The provisions permitting such withdrawals should be expanded to permit use of these funds to buy homes elsewhere, or pay off existing mortgages, which would do more than anything government has tried to do to date to stimulate velocity in the housing market.

People have saved plenty of dough to do it, too: $18 trillion.

Here's recent testimony about this from the Investment Company Institute:

Americans currently have more than $18 trillion saved for retirement, with more than half of that amount in defined contribution (DC) plans and individual retirement accounts (IRAs). About half of DC plan and IRA assets are invested in mutual funds, which makes the mutual fund community especially attuned to the needs of retirement savers.
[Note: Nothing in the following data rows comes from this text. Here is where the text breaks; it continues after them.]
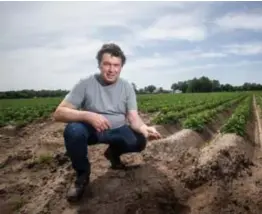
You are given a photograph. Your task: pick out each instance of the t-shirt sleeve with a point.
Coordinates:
(76, 95)
(131, 98)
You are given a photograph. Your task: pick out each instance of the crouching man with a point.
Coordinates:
(102, 108)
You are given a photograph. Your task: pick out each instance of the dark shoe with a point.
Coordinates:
(114, 159)
(76, 190)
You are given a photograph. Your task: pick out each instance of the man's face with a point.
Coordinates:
(110, 68)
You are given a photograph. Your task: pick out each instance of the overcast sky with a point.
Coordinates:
(47, 45)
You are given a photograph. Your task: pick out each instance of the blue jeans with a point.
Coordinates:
(78, 135)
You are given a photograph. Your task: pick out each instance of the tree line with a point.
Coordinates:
(195, 85)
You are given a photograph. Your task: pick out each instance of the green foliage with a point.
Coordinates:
(237, 122)
(173, 114)
(20, 112)
(198, 121)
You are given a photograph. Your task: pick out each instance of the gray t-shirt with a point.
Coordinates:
(112, 101)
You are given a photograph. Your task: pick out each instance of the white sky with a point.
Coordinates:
(47, 45)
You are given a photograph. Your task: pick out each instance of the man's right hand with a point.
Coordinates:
(98, 121)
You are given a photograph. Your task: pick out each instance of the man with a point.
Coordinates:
(102, 108)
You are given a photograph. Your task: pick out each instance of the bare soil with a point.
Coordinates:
(185, 172)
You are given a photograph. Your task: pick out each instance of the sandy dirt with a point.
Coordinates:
(186, 172)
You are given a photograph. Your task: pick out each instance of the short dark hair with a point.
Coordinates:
(112, 49)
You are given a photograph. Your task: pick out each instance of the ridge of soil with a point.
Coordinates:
(186, 172)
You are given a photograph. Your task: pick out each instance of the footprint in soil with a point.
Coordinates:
(141, 189)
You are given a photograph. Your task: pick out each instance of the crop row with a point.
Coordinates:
(259, 102)
(238, 120)
(177, 102)
(199, 120)
(23, 111)
(174, 116)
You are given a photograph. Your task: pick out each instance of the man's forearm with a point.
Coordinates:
(64, 114)
(137, 124)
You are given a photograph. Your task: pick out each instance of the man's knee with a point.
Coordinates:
(137, 143)
(75, 131)
(141, 142)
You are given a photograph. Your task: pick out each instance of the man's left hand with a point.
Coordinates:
(150, 133)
Of course, not all of this money may presently be in the direct control of the individual taxpayers themselves to do with what they please, but a significant portion in IRAs and defined contribution plans, over $9 trillion, might very well be, according to ICI's latest data:







The risk to the retirements of people going forward if they are allowed to liquidate some of these monies is very real, but so is the prospect of a stagnant market of underwater mortgages devolving into bankruptcy, or even precipitating severe economic depression.

People should at least be given the choice under the current circumstances, perhaps with a sunset provision expiring in five years in order to spread out the effect.

A tip of the hat to John Crudele of The New York Post, who continues to argue for this solution in his columns.